Gold on Friday made its highest weekly close in London’s wholesale trade since July 2014 against the Dollar, and rose again today despite strong selling pressure at the benchmark LBMA Gold Price auctions.
Prices in Sterling meantime saw a rise back above £1000 per ounce of gold in wholesale trade – a level last seen in spring 2013 – as UK prime minister David Cameron said there will not be a second referendum despite 3.7 million people signing an online petition at Parliament’s official website.
Gold priced in Euros touched €1200, a level first seen amid the crisis of summer 2011.
“With strong uncertainty around the stability of Europe, and the the Fed unlikely to raise rates before December, we have revised upwards our forecasts,” says Bernard Dahdah at French investment and bullion bank Natixis.
The best forecaster in 2015’s professional LBMA competition – picking the annual average gold price down to the dollar at $1160 – Dahdah saw his 2016 highest-price forecast of $1300 per ounce beaten on Friday.
“We now see gold averaging $1275 this year,” says Dahdah – some 31% above his previous forecast of $970 – with a “messy divorce between the UK and Europe” perhaps helping the annual average to reach $1400.
“[Alternatively] the negative economic impact on the UK and European economies [may] not really materialize [and] we return to business as usual [with] gold prices averaging $1200 during H2 of this year.”
Claiming that Friday’s financial turmoil had passed, “Project Fear is over. People’s pensions are safe. The markets are stable. The Pound is stable.
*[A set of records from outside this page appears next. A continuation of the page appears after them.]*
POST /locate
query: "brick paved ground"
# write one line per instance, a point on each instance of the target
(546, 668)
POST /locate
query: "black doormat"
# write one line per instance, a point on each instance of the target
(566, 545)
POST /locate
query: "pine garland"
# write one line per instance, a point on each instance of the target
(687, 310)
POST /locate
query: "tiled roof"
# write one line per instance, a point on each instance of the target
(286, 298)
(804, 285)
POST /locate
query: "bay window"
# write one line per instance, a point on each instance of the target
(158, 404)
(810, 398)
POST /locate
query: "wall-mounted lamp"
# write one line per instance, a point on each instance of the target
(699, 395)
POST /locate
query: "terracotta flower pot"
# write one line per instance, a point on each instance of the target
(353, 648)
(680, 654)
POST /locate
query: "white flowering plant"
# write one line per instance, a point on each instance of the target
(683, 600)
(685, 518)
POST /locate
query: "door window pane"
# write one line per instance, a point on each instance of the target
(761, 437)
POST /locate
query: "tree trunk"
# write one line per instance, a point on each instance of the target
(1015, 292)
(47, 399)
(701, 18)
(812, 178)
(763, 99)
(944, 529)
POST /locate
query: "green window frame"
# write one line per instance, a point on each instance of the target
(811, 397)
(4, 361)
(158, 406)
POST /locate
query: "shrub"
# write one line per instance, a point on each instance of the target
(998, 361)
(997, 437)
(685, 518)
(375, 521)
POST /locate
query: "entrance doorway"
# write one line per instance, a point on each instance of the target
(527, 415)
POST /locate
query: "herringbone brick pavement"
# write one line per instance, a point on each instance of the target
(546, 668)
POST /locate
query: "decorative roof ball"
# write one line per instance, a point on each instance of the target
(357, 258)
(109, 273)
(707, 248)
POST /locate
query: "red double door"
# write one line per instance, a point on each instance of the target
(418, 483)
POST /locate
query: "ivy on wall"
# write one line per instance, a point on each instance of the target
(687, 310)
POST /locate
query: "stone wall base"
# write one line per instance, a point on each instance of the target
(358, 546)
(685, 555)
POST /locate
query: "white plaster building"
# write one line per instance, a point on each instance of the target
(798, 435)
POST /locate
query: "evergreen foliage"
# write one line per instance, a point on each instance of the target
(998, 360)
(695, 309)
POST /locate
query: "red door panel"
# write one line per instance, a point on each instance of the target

It’s all very good news,” said former London mayor, key Brexit campaigner and possible Cameron-replacement in the ruling Conservative Party Boris Johnson in a morning statement.
The Pound then sank a further 2 cents to new 31-year lows against the Dollar, while shares in giant retail bank Barclays and the part-nationalized RBS were suspended after sinking 15% by lunchtime.
UK government bond prices pushed higher again, as did all major sovereign debt, pushing 10-year Gilt yields below 1% for the first time in history.
Ten-year US Treasury yields fell to 1.46%, only just above summer 2012’s all-time record lows.
German Bund yields fell to new record lows of minus 0.12% per annum on Berlin’s 10-year debt.
“The immediate aftermath of the UK referendum result continues to be positive for gold,” says a note from commodity analysts at Chinese-owned banking giant and London vault operator ICBC Standard Bank, “with the metal advancing from Friday’s close against all major [currencies].
“With yields already low and under further pressure globally, the opportunity cost of holding gold continues to diminish.”
“The political situation also remains unstable outside the UK,” says a note from commodity analysts at German financial services firm Commerzbank, pointing to “the repeated parliamentary election in Spain” which failed to win a majority for the incumbent People’s Party, leaving acting prime minister Mariano Rajoy to try and build a new coalition.
“Speculative financial investors significantly expanded their net long positions again before the ‘Brexit’ referendum,” Commerzbank adds.
Net betting on Comex silver contracts also set a fresh all-time record last week, according to data from US regulator the CFTC.